Residents of rural areas also may not have the same access to health care as city dwellers, she added, resulting in a lack of preventive cancer care.

Zhou’s previous research has shown that people living in rural parts of the country are also more likely to be diagnosed with advanced liver cancer and have worse survival rates than those in urban communities.

She hopes this study will encourage further research into the health care needs of rural populations, as well as investment in more medical resources.

“With the growing disparity between rural and urban areas in the incidence of HCC, such interventions are essential to better understand and address this growing inequality,” Zhou said.

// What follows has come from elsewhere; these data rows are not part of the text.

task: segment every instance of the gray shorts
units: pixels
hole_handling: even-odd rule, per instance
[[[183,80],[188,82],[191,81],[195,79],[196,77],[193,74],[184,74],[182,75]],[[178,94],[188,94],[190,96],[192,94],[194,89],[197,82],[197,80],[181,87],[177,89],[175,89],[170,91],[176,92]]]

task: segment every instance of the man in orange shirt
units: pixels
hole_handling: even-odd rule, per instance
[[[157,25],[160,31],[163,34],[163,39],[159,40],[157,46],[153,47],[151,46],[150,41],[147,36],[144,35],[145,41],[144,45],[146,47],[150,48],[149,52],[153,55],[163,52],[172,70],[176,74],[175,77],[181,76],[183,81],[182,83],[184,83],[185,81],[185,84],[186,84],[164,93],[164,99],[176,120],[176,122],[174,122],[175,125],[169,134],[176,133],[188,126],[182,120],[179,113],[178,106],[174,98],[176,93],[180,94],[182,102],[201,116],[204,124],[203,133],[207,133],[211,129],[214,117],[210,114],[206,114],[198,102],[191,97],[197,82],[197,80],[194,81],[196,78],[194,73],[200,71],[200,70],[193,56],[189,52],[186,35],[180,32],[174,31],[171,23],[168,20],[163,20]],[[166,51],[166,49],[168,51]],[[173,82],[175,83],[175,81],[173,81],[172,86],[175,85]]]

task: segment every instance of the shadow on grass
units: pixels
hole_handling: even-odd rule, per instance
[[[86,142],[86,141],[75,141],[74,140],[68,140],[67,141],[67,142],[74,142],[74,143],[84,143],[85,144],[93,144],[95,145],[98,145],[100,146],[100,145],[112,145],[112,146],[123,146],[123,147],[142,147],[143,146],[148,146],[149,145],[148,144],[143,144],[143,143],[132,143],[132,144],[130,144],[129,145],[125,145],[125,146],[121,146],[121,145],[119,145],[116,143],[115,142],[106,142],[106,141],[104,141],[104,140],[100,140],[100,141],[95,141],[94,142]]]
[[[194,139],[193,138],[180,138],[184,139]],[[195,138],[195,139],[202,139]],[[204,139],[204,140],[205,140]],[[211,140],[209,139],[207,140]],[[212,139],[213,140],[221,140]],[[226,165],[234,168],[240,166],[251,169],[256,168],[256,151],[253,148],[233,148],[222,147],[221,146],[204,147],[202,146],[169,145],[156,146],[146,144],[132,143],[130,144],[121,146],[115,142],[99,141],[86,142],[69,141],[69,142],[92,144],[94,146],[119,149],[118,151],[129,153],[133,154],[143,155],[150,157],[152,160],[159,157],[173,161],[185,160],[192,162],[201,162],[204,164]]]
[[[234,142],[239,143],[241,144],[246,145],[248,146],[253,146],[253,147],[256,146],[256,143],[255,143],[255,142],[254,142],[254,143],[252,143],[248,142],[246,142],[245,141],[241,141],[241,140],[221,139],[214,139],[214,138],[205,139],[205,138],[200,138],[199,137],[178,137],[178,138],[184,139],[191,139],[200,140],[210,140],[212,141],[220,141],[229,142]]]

Christina Gainey, MD, medical resident of the LAC + USC Medical Center Pediatric Residency Program, which is jointly sponsored by the Keck School and LAC + USC Medical Center, is a co-author of the study. Other researchers include Jennifer Dodge, MPH, assistant professor of research in medicine and in population and public health sciences at the Keck School; Wendy Setiawan, PhD, Professor of Population and Public Health Sciences at Keck School and Co-Head of the Cancer Epidemiology Program at USC Norris; Lihua Liu, PhD, associate professor of clinical population and public health sciences at Keck School; Myles Cockburn, PhD, professor of population and public health sciences at the Keck School; and Norah Terrault, MD, Keck Medicine gastroenterologist and division chief of gastroenterology and liver disease at the Keck School.

The study was funded by the USC Research Center for Liver Disease.